アイリーンは言いようの無い不安に襲われた。

「私は離縁された身なのです。実家であるフォンテーヌ家にも勘当されています。」

アイリーンが恐る恐る告げると、ヴェロニカはにこやかに笑みを浮かべた。

「ええ、ご事情は存じ上げております。だからこそ、あなた様をここへお呼びしたのです。」

アイリーンは驚き、思わず顔を上げた。ヴェロニカの表情には、嫌悪も軽蔑もなかった。

その瞳には、すべてを見通しているかのような鋭さが宿っている。

(本当に……信じてもいいのかしら?)

ヴェロニカの言葉が、張り詰めていたアイリーンの不安を溶かしていった。

目の前の女性を信じてみよう——そう決意した瞬間、アイリーンは深く息を吐き出した。


「……分かりました。お世話になります。」

そう言うと、ヴェロニカは満足げに微笑み、優雅に手を差し伸べた。

「ようこそ、アイリーン様。」

ヴェロニカはアイリーンの疲れた様子を見て、優しく微笑んだ。

「雨に打たれているようだから、今夜は体を休めて。明日ゆっくりお話しましょう。」

その言葉に、アイリーンは驚きながらも、心の奥に小さな安堵を感じた。

ヴェロニカが侍女に向かって何かを言い、アイリーンは侍女の案内で部屋へ向かうことになった。


「ルチア、フォンテーヌ家の情報は持ってきてくれた?」

アイリーンが去ると、ヴェロニカはルチアに問いかけた。

ルチアは深く頷き、恭しく彼女の前に紙束を差し出す。

「はい、ここに。貴族の間ではこの話で持ちきりです。」

ヴェロニカは紙束を受け取り、ざっと目を通した。

そこには、アイリーン・フォンテーヌの離縁に関する情報が詳細に書かれていた。

「騒ぐことしかできない愚か者たちのことだわ。どうせ一月もすれば皆忘れるわよ。」

ヴェロニカは軽く鼻で笑った。

アイリーンにとっては痛ましい出来事でも、貴族たちにとってはただの興味本位の噂話でしかない。

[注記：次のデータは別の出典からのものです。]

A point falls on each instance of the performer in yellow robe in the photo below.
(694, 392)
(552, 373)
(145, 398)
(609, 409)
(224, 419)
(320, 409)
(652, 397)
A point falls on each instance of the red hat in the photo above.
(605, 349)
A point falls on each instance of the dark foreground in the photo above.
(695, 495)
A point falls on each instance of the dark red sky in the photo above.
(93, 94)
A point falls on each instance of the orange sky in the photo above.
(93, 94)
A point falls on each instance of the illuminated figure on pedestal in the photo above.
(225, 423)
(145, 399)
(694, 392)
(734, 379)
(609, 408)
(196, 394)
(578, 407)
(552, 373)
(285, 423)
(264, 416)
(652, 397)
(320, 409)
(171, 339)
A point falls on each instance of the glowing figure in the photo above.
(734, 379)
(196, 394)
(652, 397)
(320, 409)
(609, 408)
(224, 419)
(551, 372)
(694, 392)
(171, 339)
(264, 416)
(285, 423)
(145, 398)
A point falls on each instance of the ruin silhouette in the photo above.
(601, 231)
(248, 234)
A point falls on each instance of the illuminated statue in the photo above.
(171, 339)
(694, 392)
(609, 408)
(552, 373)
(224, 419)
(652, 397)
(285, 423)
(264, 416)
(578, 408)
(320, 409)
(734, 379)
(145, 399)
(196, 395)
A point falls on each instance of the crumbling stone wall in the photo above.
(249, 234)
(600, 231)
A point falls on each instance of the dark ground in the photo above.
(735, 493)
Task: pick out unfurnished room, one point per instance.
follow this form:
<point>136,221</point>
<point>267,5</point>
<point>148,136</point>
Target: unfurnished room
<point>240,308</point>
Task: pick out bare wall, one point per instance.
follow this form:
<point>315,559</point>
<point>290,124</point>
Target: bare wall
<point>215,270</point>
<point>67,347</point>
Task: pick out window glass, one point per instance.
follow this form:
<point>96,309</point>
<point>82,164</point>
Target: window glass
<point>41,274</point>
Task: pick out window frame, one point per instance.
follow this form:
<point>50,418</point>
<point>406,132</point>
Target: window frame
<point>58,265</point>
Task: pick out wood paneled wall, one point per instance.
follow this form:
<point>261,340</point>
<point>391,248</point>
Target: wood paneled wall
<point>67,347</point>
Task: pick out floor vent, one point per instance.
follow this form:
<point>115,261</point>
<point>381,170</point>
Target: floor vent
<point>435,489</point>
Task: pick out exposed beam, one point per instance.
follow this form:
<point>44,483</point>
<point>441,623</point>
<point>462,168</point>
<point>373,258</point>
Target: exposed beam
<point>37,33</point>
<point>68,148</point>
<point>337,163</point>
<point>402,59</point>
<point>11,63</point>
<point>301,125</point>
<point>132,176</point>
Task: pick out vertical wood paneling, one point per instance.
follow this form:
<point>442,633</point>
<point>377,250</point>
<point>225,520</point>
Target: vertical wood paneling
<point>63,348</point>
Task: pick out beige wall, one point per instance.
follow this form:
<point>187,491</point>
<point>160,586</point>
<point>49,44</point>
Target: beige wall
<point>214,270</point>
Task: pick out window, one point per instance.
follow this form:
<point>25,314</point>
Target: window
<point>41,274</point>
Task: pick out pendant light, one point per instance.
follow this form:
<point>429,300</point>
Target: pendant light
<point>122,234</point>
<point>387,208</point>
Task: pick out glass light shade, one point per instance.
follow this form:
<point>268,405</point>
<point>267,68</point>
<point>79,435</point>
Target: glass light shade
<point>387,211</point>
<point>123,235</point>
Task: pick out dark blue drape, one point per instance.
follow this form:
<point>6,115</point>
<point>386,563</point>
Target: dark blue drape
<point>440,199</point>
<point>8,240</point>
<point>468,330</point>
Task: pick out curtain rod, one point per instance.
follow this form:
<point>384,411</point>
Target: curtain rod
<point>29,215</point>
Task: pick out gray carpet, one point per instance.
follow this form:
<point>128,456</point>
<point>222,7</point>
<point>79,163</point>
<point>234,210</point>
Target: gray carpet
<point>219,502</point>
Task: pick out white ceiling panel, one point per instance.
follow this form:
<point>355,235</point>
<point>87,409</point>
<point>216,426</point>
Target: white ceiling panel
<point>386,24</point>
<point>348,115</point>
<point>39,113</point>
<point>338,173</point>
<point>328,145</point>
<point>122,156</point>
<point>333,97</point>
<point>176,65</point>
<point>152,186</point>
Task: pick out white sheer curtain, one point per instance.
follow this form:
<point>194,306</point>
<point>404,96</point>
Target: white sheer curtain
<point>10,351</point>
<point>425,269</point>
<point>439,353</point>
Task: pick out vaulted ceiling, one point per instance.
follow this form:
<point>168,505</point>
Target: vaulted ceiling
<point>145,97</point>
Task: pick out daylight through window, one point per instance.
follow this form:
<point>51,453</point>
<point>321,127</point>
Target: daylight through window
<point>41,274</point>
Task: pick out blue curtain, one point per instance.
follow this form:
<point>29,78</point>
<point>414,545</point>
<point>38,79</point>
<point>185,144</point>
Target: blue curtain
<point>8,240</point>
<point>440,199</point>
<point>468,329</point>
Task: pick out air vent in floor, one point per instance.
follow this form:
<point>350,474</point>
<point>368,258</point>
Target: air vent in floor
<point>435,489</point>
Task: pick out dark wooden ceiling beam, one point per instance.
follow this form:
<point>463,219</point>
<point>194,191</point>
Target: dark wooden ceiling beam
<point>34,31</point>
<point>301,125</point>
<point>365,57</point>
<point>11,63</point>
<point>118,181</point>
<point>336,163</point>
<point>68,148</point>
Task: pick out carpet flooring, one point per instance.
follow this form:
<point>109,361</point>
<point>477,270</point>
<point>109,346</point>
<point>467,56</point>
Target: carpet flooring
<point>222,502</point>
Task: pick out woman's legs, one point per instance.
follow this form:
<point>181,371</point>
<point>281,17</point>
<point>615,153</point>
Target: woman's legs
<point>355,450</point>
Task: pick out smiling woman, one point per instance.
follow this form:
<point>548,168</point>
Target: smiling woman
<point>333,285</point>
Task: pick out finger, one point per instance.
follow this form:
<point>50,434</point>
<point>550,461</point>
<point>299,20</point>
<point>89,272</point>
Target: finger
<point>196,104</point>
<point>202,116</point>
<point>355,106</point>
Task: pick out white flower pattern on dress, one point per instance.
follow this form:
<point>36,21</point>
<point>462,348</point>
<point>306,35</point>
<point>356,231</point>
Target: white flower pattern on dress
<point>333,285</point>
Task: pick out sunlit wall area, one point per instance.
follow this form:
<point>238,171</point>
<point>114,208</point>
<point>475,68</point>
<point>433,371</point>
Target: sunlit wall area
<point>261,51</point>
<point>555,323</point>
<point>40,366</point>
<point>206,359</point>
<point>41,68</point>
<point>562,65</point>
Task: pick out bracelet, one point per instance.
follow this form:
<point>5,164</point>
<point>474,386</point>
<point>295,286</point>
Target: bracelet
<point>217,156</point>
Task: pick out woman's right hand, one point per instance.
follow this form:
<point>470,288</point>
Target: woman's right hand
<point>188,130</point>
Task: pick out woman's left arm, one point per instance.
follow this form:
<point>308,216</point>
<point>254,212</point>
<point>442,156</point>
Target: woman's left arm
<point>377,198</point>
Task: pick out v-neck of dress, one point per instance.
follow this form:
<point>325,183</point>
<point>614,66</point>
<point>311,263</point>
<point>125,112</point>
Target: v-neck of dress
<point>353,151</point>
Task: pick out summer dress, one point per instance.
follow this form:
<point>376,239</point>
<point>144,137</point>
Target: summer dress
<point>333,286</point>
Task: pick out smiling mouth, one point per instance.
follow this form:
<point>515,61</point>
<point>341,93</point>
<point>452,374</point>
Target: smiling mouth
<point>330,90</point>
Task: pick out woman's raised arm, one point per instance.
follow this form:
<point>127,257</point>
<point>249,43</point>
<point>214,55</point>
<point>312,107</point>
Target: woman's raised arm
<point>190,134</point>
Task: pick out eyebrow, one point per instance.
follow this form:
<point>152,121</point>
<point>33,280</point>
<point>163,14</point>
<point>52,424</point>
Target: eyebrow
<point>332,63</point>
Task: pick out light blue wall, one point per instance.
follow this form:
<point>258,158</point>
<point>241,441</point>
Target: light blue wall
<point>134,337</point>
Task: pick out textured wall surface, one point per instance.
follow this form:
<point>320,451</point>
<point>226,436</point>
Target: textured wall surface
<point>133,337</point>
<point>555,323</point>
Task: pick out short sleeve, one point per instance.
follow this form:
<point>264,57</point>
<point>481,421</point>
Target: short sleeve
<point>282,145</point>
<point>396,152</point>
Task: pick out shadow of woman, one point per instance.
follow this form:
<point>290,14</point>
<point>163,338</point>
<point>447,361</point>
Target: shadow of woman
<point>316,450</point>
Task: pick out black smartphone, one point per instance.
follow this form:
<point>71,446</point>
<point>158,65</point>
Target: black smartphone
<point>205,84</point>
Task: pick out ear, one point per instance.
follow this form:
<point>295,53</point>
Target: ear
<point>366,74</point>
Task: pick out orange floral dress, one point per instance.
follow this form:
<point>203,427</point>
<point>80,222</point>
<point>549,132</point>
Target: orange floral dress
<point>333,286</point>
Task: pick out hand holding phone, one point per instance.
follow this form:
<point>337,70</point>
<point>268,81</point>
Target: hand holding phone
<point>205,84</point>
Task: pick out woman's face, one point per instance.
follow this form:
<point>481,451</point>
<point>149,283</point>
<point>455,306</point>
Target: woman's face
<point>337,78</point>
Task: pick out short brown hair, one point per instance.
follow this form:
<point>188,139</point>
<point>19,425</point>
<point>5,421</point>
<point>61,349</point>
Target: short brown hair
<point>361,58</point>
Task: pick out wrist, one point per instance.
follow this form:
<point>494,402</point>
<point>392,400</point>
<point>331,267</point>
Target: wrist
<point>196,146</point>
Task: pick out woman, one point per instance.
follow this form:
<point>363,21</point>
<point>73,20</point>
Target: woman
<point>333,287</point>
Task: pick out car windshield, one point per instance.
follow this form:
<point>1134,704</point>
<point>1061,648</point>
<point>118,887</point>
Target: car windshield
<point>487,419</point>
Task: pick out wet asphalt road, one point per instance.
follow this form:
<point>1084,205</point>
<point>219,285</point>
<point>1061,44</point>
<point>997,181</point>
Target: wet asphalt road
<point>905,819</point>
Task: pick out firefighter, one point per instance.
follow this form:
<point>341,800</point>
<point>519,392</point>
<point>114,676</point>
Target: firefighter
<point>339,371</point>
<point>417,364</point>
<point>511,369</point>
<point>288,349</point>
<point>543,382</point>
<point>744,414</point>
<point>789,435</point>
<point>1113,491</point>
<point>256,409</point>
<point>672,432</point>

彼らにとって、他人の不幸はただの娯楽に過ぎないのだ。

「…やはりそうね。この件、あの男が関わっているかもしれないわ。」

ヴェロニカの目が鋭く光った。

ルチアは表情を崩し、微かに動揺する。

「……まさか、本当に?」

ヴェロニカは紙束を軽く叩きながら、冷たい微笑みを浮かべた。

「この手口…。私の夫を貶めたものと一緒だなんて笑っちゃうわね。」

彼女の内側には、抑えきれない怒りが燃え上がっていた。

「アイリーンと言ったかしら。彼女には悪いけど、この件、利用させてもらうわよ。」

ヴェロニカの声の奥には、冷たい怒りが滲んでいる。

ルチアはその優雅な振る舞いの裏に潜む激情に息を飲んだ。

「私と私の夫を貶めたあの男…。もう二度とこんなことは許さない。」

静かに微笑みを浮かべながらも、その胸の奥では煮えたぎる溶岩のような感情が渦巻いていた。